## Model Training with TinyBERT

In [1]:
from transformers import (
    AutoTokenizer,
    AutoModelForSequenceClassification,
    TrainingArguments,
    Trainer
)
from datasets import load_dataset
import torch
from sklearn.metrics import accuracy_score, f1_score
import numpy as np

  from .autonotebook import tqdm as notebook_tqdm
The installed version of bitsandbytes was compiled without GPU support. 8-bit optimizers and GPU quantization are unavailable.


In [2]:
# Load tokenizer and model
model_name = "huawei-noah/TinyBERT_General_4L_312D"
tokenizer = AutoTokenizer.from_pretrained(model_name)



In [10]:
# Tokenization function
def tokenize_function(examples):
    # Ensure all values are strings
    texts = [str(x) for x in examples["text"]]
    return tokenizer(texts, padding="max_length", truncation=True, max_length=128)


In [5]:
# Load datasets
dataset = load_dataset('csv', data_files={
    'train': '../processed-datasets/train.csv',
    'validation': '../processed-datasets/val.csv',
    'test': '../processed-datasets/test.csv'
})


Generating train split: 21001 examples [00:00, 643577.91 examples/s]
Generating validation split: 2334 examples [00:00, 367625.73 examples/s]
Generating test split: 5834 examples [00:00, 621828.40 examples/s]


In [7]:
print(dataset['train'].column_names)

['text', 'label']


In [9]:
tokenized_datasets = dataset.map(tokenize_function, batched=True)
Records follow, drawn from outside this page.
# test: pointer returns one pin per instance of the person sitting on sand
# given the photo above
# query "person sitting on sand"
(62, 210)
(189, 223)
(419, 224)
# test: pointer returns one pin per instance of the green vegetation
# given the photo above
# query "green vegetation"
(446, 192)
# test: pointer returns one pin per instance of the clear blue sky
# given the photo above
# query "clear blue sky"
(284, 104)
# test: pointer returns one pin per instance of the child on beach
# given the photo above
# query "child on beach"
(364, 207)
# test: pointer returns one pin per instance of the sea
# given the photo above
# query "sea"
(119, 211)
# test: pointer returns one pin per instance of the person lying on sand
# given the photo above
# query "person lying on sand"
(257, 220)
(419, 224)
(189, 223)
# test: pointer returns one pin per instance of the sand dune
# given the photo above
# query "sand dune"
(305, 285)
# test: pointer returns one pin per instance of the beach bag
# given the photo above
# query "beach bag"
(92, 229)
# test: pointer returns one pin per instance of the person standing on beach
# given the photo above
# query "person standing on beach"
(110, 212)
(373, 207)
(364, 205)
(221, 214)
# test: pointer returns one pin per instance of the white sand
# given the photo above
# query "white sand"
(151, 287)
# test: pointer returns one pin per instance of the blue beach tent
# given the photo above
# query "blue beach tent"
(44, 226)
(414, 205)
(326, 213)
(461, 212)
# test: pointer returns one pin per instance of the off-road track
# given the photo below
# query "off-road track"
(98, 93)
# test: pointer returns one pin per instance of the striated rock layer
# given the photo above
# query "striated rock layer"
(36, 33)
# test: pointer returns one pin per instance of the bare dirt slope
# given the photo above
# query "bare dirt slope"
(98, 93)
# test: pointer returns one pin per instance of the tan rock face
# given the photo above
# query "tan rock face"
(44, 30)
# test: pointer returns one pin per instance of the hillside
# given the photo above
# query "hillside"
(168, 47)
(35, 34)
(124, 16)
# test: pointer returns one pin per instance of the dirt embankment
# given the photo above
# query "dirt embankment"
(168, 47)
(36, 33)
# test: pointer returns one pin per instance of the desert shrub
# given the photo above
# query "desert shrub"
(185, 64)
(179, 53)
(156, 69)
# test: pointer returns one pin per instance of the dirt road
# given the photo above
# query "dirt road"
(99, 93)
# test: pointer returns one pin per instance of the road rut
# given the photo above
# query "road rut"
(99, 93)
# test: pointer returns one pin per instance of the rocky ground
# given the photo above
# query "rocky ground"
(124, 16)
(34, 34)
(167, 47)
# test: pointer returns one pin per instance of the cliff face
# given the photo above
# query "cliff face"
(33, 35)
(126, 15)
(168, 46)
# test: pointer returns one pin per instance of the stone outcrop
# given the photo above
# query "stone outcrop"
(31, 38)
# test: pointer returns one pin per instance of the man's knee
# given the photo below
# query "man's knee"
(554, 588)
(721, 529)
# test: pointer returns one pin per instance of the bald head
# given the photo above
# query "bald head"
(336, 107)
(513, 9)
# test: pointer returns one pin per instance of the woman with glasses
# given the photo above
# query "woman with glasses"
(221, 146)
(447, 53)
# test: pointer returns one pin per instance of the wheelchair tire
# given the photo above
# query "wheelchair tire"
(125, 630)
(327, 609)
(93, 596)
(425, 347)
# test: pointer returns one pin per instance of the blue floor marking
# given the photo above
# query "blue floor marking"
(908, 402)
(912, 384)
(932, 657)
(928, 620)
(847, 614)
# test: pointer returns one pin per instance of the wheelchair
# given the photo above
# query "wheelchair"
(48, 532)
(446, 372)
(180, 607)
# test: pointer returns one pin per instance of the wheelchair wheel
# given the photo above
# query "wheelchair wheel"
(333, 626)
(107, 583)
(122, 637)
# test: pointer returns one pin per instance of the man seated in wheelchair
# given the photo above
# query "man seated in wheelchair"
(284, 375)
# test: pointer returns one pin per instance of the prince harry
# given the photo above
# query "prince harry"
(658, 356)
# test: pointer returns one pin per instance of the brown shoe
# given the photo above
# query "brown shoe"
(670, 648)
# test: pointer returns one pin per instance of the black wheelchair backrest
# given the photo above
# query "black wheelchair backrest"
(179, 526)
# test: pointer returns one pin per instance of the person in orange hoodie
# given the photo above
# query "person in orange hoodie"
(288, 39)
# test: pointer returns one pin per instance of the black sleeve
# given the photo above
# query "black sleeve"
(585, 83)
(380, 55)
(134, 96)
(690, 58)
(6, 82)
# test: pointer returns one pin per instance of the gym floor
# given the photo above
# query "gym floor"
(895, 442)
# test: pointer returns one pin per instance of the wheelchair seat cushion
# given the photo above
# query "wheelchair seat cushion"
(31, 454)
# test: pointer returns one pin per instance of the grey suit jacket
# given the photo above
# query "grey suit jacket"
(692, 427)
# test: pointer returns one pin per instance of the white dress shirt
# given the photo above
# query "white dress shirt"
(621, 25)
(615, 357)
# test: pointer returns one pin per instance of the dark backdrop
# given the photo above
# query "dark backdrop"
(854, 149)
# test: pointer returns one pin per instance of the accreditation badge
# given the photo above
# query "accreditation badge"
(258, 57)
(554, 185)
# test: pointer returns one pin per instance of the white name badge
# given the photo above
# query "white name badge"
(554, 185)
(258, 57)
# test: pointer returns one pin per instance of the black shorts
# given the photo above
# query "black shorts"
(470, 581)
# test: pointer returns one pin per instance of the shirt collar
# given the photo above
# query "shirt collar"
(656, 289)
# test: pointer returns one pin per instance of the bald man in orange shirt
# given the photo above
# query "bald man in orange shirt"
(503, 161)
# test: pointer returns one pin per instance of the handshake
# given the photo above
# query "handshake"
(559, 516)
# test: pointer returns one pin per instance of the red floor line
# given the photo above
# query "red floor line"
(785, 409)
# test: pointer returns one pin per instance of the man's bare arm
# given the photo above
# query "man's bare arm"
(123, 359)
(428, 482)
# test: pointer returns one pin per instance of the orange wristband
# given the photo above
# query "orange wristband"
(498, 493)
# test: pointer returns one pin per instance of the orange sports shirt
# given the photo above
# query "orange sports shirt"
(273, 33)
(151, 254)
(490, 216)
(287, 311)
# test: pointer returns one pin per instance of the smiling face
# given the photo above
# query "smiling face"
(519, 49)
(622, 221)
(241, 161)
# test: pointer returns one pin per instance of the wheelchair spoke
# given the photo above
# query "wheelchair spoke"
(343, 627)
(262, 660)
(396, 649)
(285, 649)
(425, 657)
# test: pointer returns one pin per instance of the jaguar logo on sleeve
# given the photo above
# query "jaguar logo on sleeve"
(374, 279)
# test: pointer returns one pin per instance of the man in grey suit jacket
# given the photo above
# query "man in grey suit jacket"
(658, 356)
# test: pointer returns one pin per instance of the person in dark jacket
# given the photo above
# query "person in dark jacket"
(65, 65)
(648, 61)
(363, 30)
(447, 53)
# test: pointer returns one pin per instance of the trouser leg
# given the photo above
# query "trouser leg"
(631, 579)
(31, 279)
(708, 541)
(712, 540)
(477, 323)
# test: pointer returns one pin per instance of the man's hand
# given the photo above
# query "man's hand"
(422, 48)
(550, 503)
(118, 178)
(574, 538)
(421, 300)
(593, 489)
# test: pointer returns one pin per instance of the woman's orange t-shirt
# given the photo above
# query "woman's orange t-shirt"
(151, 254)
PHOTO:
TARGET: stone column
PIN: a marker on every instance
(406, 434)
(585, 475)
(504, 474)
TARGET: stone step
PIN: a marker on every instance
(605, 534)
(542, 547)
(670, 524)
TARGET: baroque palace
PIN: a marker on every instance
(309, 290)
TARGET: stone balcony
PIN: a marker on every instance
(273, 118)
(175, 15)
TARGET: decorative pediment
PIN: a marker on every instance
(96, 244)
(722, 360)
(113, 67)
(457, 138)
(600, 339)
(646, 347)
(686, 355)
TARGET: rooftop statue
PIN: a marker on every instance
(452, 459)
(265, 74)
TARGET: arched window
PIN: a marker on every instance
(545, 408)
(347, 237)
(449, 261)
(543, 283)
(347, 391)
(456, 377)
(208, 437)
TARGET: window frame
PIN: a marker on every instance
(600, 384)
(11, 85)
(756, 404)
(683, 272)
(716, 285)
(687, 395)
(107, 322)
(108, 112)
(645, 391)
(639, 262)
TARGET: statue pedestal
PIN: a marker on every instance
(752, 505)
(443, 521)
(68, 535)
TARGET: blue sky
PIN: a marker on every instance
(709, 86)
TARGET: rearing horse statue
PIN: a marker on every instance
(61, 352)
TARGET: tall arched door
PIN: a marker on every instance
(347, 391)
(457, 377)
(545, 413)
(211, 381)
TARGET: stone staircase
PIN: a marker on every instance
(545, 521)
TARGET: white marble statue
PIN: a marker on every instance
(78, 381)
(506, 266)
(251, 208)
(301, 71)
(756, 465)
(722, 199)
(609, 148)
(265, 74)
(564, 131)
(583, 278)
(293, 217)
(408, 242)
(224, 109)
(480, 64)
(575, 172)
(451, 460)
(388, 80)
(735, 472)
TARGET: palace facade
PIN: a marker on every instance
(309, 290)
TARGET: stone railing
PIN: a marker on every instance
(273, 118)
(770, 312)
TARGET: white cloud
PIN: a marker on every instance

Map: 100%|██████████| 21001/21001 [00:01<00:00, 16841.89 examples/s]
Map: 100%|██████████| 2334/2334 [00:00<00:00, 20185.42 examples/s]
Map: 100%|██████████| 5834/5834 [00:00<00:00, 20552.35 examples/s]


In [11]:
# Model setup
model = AutoModelForSequenceClassification.from_pretrained(
    model_name,
    num_labels=3,
    ignore_mismatched_sizes=True
)

Some weights of BertForSequenceClassification were not initialized from the model checkpoint at huawei-noah/TinyBERT_General_4L_312D and are newly initialized: ['classifier.bias', 'classifier.weight']
You should probably TRAIN this model on a down-stream task to be able to use it for predictions and inference.


In [12]:
# Metrics function
def compute_metrics(eval_pred):
    logits, labels = eval_pred
    predictions = np.argmax(logits, axis=-1)
    return {
        "accuracy": accuracy_score(labels, predictions),
        "f1": f1_score(labels, predictions, average="weighted")
    }


In [None]:
# Training arguments
training_args = TrainingArguments(
    output_dir="./results",
    evaluation_strategy="epoch",
    learning_rate=2e-5,
    per_device_train_batch_size=32,
    per_device_eval_batch_size=32,
    num_train_epochs=5,
    weight_decay=0.01,
    save_strategy="epoch",
    load_best_model_at_end=True,
    metric_for_best_model="f1",
    fp16=False,# <-- Set to False if you're not using a supported GPU
    logging_steps=50,
    report_to="none"
)


In [15]:
# Trainer
trainer = Trainer(
    model=model,
    args=training_args,
    train_dataset=tokenized_datasets["train"],
    eval_dataset=tokenized_datasets["validation"],
    compute_metrics=compute_metrics,
)

In [16]:
# Train
trainer.train()

  0%|          | 12/3285 [00:10<49:08,  1.11it/s] 

KeyboardInterrupt: